A metal rod of length 125 cm is clamped at its midpoint. If the speed of the sound in the metal is 5000ms\(^{-1}\), then the fundamental frequency of the longitudinal vibrations of the rod is

• A. 2 kHz
• B. 20 kHz
• C. 0.2 kHz
• D. 200 kHz

Hint:

For standing waves in rods: - Clamped end/point = Node. - Free end = Antinode. The simplest vibration mode (fundamental) will have the fewest possible nodes and antinodes.

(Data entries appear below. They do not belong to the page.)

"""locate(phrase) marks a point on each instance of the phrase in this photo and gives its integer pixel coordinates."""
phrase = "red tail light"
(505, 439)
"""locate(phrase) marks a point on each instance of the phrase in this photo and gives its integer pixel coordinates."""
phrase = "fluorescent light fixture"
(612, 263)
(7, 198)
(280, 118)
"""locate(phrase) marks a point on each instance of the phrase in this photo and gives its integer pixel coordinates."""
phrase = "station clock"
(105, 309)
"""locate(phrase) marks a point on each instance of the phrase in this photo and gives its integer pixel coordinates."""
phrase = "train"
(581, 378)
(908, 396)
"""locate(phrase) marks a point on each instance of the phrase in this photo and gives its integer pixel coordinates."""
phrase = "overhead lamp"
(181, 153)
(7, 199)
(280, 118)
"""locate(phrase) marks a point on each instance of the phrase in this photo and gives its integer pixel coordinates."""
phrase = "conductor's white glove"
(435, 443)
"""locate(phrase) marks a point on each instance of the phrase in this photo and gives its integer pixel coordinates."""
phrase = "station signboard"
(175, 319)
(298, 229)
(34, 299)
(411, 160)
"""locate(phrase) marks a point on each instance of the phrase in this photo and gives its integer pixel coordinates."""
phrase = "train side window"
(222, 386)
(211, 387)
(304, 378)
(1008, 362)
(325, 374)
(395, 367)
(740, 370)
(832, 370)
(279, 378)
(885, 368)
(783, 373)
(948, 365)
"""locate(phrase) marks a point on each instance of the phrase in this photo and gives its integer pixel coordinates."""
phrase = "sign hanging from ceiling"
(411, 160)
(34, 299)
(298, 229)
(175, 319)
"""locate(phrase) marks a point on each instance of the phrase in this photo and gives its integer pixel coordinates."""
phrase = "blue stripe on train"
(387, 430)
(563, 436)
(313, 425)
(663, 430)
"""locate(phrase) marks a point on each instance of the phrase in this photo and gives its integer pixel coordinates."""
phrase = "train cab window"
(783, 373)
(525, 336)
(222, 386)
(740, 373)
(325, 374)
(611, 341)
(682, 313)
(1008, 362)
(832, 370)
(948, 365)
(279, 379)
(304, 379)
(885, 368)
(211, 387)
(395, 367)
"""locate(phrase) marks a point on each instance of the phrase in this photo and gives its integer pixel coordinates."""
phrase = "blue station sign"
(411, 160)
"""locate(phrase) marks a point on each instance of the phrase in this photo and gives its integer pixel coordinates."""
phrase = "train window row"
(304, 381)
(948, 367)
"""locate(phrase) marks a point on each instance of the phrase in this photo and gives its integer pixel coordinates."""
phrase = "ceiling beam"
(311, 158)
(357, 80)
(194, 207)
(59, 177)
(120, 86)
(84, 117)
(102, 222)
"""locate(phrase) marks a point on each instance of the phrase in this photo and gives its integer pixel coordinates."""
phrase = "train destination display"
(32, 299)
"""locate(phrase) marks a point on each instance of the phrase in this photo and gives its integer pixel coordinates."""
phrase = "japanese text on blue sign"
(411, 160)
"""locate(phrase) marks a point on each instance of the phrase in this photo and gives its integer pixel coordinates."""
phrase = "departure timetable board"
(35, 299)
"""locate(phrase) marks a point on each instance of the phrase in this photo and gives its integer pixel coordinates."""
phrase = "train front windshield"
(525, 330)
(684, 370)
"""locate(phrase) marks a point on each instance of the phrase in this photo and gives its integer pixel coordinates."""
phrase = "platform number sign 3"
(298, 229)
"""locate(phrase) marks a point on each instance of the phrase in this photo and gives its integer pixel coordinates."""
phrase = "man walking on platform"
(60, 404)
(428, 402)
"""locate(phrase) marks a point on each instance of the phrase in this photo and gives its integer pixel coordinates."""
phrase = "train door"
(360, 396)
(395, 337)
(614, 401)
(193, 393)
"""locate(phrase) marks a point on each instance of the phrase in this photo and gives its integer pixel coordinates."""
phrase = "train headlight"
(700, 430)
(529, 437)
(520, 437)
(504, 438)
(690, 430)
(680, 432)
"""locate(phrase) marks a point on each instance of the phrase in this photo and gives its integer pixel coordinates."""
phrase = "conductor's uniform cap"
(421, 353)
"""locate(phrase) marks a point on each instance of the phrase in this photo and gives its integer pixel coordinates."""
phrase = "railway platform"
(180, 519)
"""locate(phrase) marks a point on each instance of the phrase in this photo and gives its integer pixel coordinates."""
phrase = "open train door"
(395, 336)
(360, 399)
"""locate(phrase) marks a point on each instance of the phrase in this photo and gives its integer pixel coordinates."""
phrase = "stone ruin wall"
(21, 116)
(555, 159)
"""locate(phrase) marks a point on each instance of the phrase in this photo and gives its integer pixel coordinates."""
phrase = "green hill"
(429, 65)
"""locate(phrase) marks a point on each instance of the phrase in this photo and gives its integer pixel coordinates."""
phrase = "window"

For a rod clamped at the center, the fundamental mode has a wavelength twice the length of the rod (\(\lambda = 2L\)).

Answer 1

The Correct Option is A

When a rod is clamped at its midpoint, the midpoint must be a node (a point of zero displacement).
The ends of the rod are free to vibrate, so they must be antinodes (points of maximum displacement).
For the fundamental frequency (the simplest mode of vibration), the pattern will be Antinode - Node - Antinode.
The distance between an antinode and the next node is always one-quarter of a wavelength (\(\lambda/4\)).
The total length of the rod, L, covers the distance from one antinode end to the central node, plus the distance from the central node to the other antinode end.
So, \( L = \frac{\lambda}{4} + \frac{\lambda}{4} = \frac{\lambda}{2} \).
This means the wavelength of the fundamental mode is \( \lambda = 2L \).
We are given the length of the rod, \( L = 125 \text{ cm} = 1.25 \text{ m} \).
So, the fundamental wavelength is \( \lambda = 2 \times 1.25 = 2.5 \) m.
The relationship between frequency (f), wavelength (\(\lambda\)), and the speed of the wave (v) is \( v = f\lambda \).
We can find the fundamental frequency as \( f = \frac{v}{\lambda} \).
We are given the speed of sound in the metal, \( v = 5000 \) m/s.
\( f = \frac{5000}{2.5} = \frac{50000}{25} = 2000 \) Hz.
The question asks for the answer in kHz.
\( 2000 \text{ Hz} = 2 \text{ kHz} \).